Carlos Borromeo administrando la comunión a los apestados en Milán
Milán sufrió dos brotes importantes de peste en los siglos XVI y XVII, y dos fueron los religiosos de la familia Borromeo que combatieron este mal: san Carlos, primero, y posteriormente su célebre primo, el cardenal-arzobispo Federico.
En 1575, Carlos Borromeo fue a Roma a ganar la indulgencia del jubileo y, al año siguiente, la instituyó en Milán. Acudieron entonces a la ciudad multitudes de peregrinos, algunos de los cuales estaban contaminados con la peste y la epidemia se propagó en Milán con gran virulencia.
Cuando el 11 de agosto de 1576 hacía su entrada en Milán Juan de Austria, gobernador de los Países Bajos, que marchaba camino de Flandes, se propagó la noticia de que se había desatado un terrible brote de peste en la ciudad. Aquel mismo día prosiguió el gobernador su viaje y los milaneses comenzaron a aprestarse para luchar contra un enemigo sin rostro pero que iba a dejar diezmada a la ciudad.
Borromeo, que se encontraba fuera de la ciudad, decidió volver para tomar las medidas oportunas, preocupado por lo que estaba sucediendo en Trento, Verona y Mantua, donde las primeras muertes ya se habían producido. El gobernador y muchos de los nobles abandonaron la ciudad pero Carlos se consagró al cuidado de los enfermos. Como su clero no fuese suficientemente numeroso para asistir a las víctimas, reunió a los superiores de las comunidades religiosas y les pidió ayuda. Inmediatamente se ofrecieron como voluntarios muchos religiosos, a quien Carlos hospedó en su propia casa. Después escribió al gobernador, Don Antonio de Guzmán, echándole en cara su cobardía, y consiguió que volviese a su puesto, con otros magistrados, para esforzarse en poner coto al desastre.

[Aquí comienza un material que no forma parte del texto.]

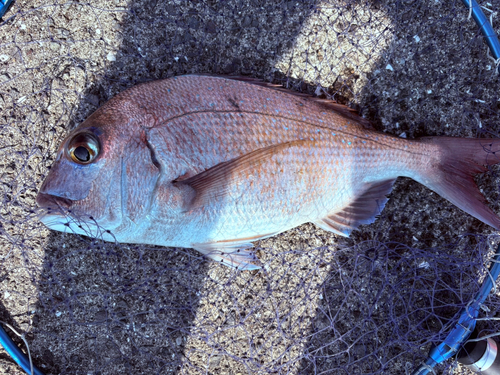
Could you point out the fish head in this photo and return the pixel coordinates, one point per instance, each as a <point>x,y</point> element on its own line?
<point>104,174</point>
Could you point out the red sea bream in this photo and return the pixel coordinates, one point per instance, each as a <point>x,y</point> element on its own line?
<point>214,163</point>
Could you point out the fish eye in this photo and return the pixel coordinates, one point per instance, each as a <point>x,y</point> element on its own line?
<point>83,148</point>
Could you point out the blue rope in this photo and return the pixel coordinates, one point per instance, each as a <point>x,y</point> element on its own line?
<point>465,325</point>
<point>485,27</point>
<point>16,353</point>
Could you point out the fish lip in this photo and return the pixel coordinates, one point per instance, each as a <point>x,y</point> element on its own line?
<point>52,202</point>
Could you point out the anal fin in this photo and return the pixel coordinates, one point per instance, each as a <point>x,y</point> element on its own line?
<point>362,210</point>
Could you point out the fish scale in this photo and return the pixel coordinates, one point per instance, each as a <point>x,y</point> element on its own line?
<point>215,163</point>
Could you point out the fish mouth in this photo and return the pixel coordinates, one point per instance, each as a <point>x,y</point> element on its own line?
<point>51,203</point>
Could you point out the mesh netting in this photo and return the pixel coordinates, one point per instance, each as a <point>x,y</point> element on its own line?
<point>370,304</point>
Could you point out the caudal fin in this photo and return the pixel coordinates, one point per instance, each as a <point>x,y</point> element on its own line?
<point>452,174</point>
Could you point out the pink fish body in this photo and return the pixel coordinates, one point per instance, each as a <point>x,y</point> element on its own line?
<point>215,163</point>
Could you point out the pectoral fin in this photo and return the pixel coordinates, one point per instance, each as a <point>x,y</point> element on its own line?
<point>362,210</point>
<point>215,182</point>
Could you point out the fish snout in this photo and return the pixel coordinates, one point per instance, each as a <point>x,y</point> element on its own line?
<point>51,202</point>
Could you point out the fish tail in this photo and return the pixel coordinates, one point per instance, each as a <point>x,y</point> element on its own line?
<point>451,169</point>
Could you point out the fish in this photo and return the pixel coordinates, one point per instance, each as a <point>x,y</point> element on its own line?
<point>216,163</point>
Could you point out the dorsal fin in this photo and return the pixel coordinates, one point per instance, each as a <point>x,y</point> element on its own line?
<point>328,104</point>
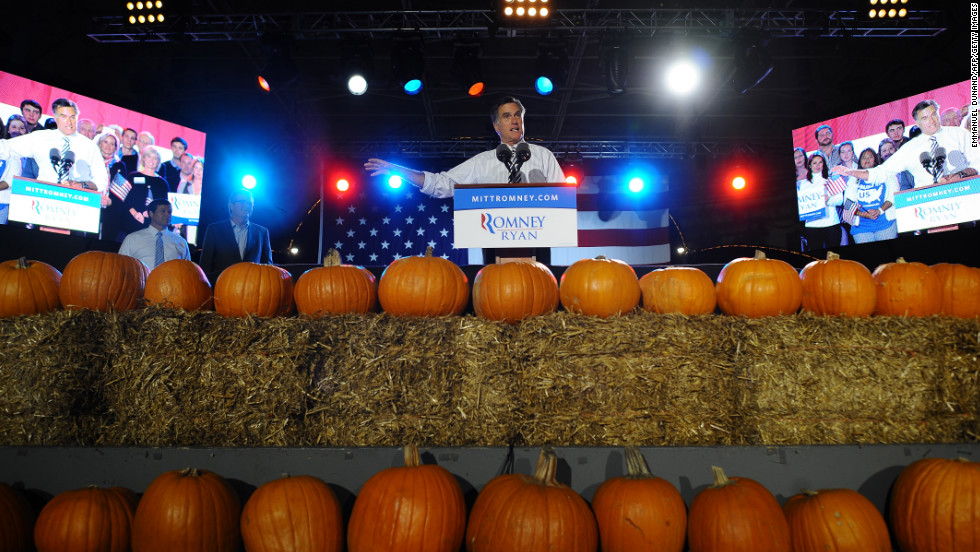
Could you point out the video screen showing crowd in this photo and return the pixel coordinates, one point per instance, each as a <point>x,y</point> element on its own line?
<point>846,187</point>
<point>133,173</point>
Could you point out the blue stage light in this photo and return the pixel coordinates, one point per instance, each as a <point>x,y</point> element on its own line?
<point>544,86</point>
<point>636,184</point>
<point>413,87</point>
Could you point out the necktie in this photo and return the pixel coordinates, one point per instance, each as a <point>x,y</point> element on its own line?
<point>934,150</point>
<point>158,254</point>
<point>515,171</point>
<point>62,173</point>
<point>241,232</point>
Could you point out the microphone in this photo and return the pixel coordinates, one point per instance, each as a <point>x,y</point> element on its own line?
<point>940,158</point>
<point>926,160</point>
<point>503,154</point>
<point>69,161</point>
<point>523,152</point>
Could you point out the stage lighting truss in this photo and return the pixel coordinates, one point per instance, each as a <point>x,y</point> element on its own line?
<point>524,11</point>
<point>408,64</point>
<point>142,13</point>
<point>883,10</point>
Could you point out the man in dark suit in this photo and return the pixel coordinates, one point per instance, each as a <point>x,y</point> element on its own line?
<point>235,240</point>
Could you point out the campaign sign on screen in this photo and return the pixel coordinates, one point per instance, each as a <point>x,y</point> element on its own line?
<point>52,205</point>
<point>186,208</point>
<point>938,205</point>
<point>506,217</point>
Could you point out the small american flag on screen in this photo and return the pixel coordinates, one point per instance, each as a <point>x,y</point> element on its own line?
<point>377,227</point>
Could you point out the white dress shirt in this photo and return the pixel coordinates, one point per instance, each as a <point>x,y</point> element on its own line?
<point>960,154</point>
<point>89,165</point>
<point>485,168</point>
<point>142,245</point>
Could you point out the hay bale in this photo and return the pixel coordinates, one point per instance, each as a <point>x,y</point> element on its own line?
<point>199,379</point>
<point>52,379</point>
<point>808,379</point>
<point>384,381</point>
<point>641,379</point>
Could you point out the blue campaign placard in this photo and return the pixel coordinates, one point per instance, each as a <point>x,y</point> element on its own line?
<point>556,197</point>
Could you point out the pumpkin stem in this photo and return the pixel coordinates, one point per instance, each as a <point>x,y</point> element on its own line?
<point>547,468</point>
<point>721,479</point>
<point>412,458</point>
<point>636,464</point>
<point>332,258</point>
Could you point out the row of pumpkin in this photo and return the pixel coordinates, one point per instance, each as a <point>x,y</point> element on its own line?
<point>933,508</point>
<point>432,286</point>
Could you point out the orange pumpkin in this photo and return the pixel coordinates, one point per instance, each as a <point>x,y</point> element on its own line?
<point>935,506</point>
<point>251,289</point>
<point>907,289</point>
<point>410,508</point>
<point>531,514</point>
<point>678,289</point>
<point>189,510</point>
<point>599,287</point>
<point>423,286</point>
<point>838,287</point>
<point>28,287</point>
<point>179,283</point>
<point>336,288</point>
<point>514,291</point>
<point>639,511</point>
<point>759,287</point>
<point>835,520</point>
<point>86,520</point>
<point>16,520</point>
<point>103,281</point>
<point>960,290</point>
<point>293,514</point>
<point>736,514</point>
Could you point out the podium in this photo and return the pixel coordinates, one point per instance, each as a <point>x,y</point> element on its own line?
<point>510,221</point>
<point>54,205</point>
<point>938,205</point>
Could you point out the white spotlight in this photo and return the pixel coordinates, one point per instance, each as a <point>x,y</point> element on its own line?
<point>357,85</point>
<point>683,78</point>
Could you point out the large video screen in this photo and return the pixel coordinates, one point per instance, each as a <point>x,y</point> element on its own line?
<point>870,175</point>
<point>139,155</point>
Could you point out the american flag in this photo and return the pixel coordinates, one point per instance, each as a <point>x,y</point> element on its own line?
<point>120,187</point>
<point>377,227</point>
<point>835,185</point>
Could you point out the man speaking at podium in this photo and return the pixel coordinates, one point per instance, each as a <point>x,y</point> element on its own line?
<point>63,156</point>
<point>508,163</point>
<point>940,154</point>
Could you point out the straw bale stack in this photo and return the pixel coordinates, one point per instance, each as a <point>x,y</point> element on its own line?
<point>156,377</point>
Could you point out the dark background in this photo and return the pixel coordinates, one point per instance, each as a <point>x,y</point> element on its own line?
<point>198,69</point>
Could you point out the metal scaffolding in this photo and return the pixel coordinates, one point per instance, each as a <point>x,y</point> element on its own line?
<point>779,23</point>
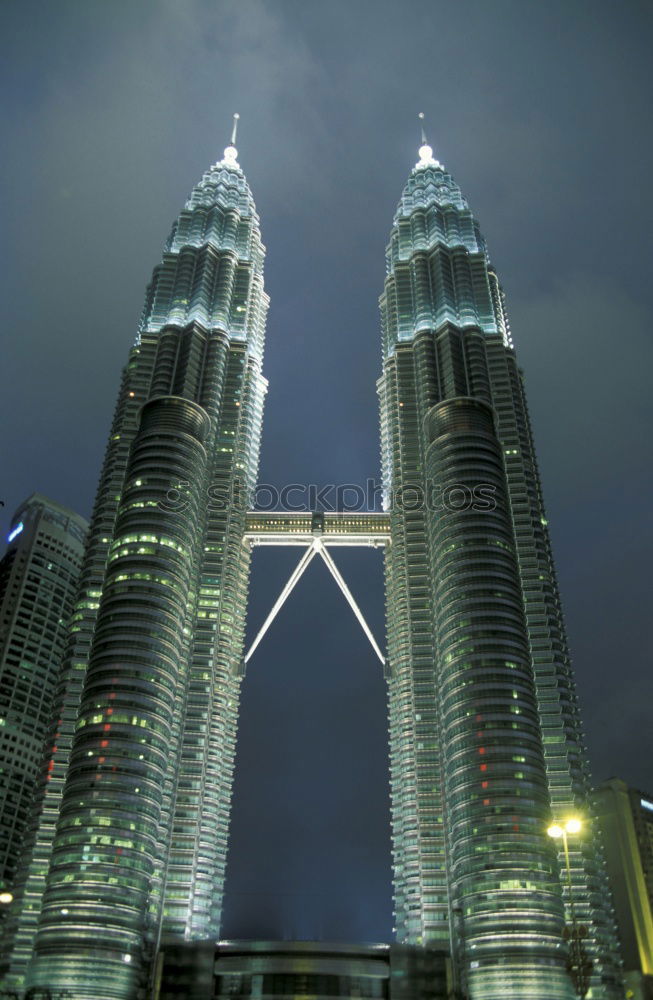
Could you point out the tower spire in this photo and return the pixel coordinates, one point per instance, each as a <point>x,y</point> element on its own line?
<point>234,129</point>
<point>421,118</point>
<point>230,155</point>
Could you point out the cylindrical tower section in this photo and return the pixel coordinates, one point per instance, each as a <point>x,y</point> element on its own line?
<point>507,915</point>
<point>91,935</point>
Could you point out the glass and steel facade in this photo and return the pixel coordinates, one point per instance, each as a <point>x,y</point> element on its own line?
<point>132,822</point>
<point>485,736</point>
<point>39,574</point>
<point>272,970</point>
<point>128,841</point>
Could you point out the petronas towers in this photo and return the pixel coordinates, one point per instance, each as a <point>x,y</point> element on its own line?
<point>128,843</point>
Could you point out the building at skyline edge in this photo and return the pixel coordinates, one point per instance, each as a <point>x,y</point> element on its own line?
<point>625,818</point>
<point>39,574</point>
<point>128,846</point>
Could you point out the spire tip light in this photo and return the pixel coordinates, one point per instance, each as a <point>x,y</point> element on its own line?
<point>426,158</point>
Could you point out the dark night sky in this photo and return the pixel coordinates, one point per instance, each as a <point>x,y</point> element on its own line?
<point>542,111</point>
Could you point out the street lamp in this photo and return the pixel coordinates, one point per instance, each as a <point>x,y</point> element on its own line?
<point>580,966</point>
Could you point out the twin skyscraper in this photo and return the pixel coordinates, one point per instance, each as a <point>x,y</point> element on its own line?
<point>129,841</point>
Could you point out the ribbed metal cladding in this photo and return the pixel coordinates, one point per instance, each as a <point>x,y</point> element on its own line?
<point>506,904</point>
<point>126,745</point>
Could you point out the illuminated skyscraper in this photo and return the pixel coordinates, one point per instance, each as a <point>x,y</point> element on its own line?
<point>486,741</point>
<point>39,574</point>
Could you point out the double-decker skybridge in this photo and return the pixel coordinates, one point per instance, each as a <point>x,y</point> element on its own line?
<point>316,533</point>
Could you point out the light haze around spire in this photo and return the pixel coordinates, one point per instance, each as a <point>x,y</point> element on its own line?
<point>426,158</point>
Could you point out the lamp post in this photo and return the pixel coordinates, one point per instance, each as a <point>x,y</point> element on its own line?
<point>580,966</point>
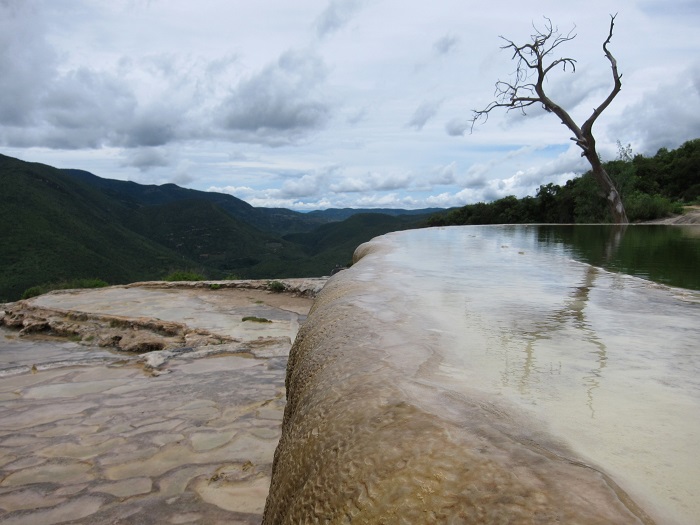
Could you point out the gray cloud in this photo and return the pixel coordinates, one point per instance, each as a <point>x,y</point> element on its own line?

El hospital de San Gregorio resultaba demasiado pequeño y estaba repleto de muertos, moribundos y enfermos a quienes nadie se encargaba de asistir. Carlos tuvo que pedir auxilio a los sacerdotes de los valles alpinos, pues los de Milán se negaron, al principio, a ir al hospital. La epidemia acabó con el comercio, lo cual produjo la carestía.
Aliviar a los enfermos
Los lazaretos rebosaban de apestados, a los que faltaban no solo los auxilios materiales, sino también los espirituales. El arzobispo de Milán trató de aliviar tanto el alma como el cuerpo de los afectados, que se dejaban morir en las calles y a los que se abandonaba sin la menor de las consideraciones.
Carlos agotó sus recursos para ayudar a los necesitados y contrajo grandes deudas. Llegó al extremo de transformar en vestidos para los pobres, los toldos y doseles de colores que solían colgarse desde el palacio episcopal hasta la catedral, durante las precesiones. Se colocó a los enfermos en las casas vacías de las afueras de la ciudad y en refugios improvisados; los sacerdotes organizaron cuerpos de ayudantes laicos, y se erigieron altares en las en las calles para que los enfermos pudiesen asistir a misa desde las ventanas. El arzobispo no se contentó con orar, hacer penitencia, organizar y distribuir, sino que asistió personalmente a los enfermos, a los moribundos y acudió en socorro de los necesitados.
Apenas descansaba y dormía escasamente para acudir personalmente a todas partes, visitaba todos los barrios alentando el ánimo de los que desfallecían, administraba él mismo los últimos sacramentos a los sacerdotes que sucumbían en aquella obra de caridad. Fueron tres las procesiones generales que se celebraron mientras la epidemia seguía cobrándose vidas, los días, 3,5 y 6 de octubre en Milán. Él propio Borromeo iba a la cabeza descalzo y vistiendo una capa morada.
Pero la peste siguió en aumento durante el otoño y todo el año siguiente de 1577. Hasta el 20 de enero de 1578 no se declaró su extinción. Por su extraordinaria conducta durante la peste, aquella dura prueba se denominó la peste de san Carlos.